On the Dark Side: Attachment to Outcomes

I don’t know where this truism came from, but it stays stuck to my frame like a worn out label. It goes like this. Life consists of four challenges: show up: be present; speak your truth; and don’t be attached to outcomes.

The zinger for me is in the last one—don’t be attached to outcomes.

I am such a future oriented person, off the Myers-Briggs chart on “intuition.” I love to plan and prioritize goals and dream of possibilities. I delight in casting the anchor way out in front of my boat and pull the rope in that direction. There’s good in that. Besides, it is just who I am. I can’t help it. But, as with all things good, there is a shadow side.

The dark side is attachments to outcomes. Of course, we hope for outcomes. I’m talking about our identity, our well being being attached, “nailed” to results. For instance, when I was pastor, I could be so caught up in where the church ought to go that I would miss appreciating where it was. I could be so invested in someone’s growth that I, laying aside evocative questions, would focus on where they needed to be. With regard to myself, how often my expectations, plans and goals could conveniently distract me from the messy, difficult, vulnerable present. Underneath, way down deep, I suspect attachments to results come from feelings of not being enough, not loving enough, not doing enough, not worth enough.

Wendell Berry, as he often does, gets to the deep place of loving. He describes this kind of “nonattachment to outcomes” love in his character Dorie Carlett’s relationship to forever-drunken Uncle Peach. “She had long ago given up hope for Uncle Peach. She cared for him without hope, because she had passed the place of turning back or looking back. Quietly, almost submissively, she propped herself against him, because in her fate and faith she was opposed to his ruin.”

Sometimes we love just because we have to in order to be who we are. That’s what I see in Dorie. Being true to her core self, loving, not changing Uncle Peach, is what motivated her.

5 Responses to On the Dark Side: Attachment to Outcomes

  1. Ben Wagener says:

    Hey, Mahan,
    I am there-too much there as an ENFP personality type-though not as attached as before to outcomes. Why do I feel guilty and restless at times? My eight year young adult innovative ministry is beginning to slip after such positive progress in building community for those in 20’s and 30’s. My shepherding our Wednesday night kitchen team and their steady preparing church suppers will probably soon end after 30 plus years.
    How I stop this relentless tide coming in to take away these ( my?) sand castles of attractive fellowships and study?
    Yet, I breathe today and hear these words-if I can hear these words: “I want a rested Ben.” Do your part and leave the rest to me.


  2. Joyce Hollyday says:

    Thank you, Mahan. I’m on the journey of trying to let go of outcomes, some days more successfully than others. Thank you for this heartfelt reminder.


  3. Thanks Mahan. I am so very appreciative of your guidance continuing to be available to me as I long to find my self-worth and hope for finding where I might better apply my retirement years. I know well what you mean when you say you are often looking for the possibilities while finding life rather dull dealing with the present. I must have similar Myers-Briggs results with you. I can’t be satisfied with the results of today’s results while always planning where things should/could be. Often I feel defeated because of not being able to celebrate what has been accomplished. Fire Chaplain 101 a new (501(c)3 I helped get started is a good example. Things have really gone well over its short history, but I don’t want to just be content with where we are in the present as I spend my time thinking of what we could accomplish & develop. You know how long I have been almost obsessed with developing a better equipped and trained chaplaincy to a pluralistic faith community as with the Fire Service and other emergency services.

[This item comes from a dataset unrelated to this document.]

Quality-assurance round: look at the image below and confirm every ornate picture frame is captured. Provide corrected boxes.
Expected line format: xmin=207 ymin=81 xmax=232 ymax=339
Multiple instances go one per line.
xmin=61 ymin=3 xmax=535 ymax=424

Once again, thanks so much for being available on line. Take care and be safe. Gene Moore


  4. Mary Lee Vaughan says:

    Hello Mahan, Here is a voice from the past. I have enjoyed ANAM CARA for the past several months, As an INTP I have explored many of your articles, Thanks for being there. Mary Lee Rule Vaughan


  5. Dear Mahan, I am wishing you and Janice a safe and happy new year. These days I am giving much of my time reading several selected books on spirituality as I have become less interested in “religious” issues being spread. Often being disappointed with the positions expressed and the actions taken in the name of Christianity, I am seeking my resource of “truth” searching and trusting the mystery of God’s presence within me. I feel this spiritual journey will help me focus more on the present and become less concerned over what all is accomplished. Thanks again for your guidance as my personal mentor.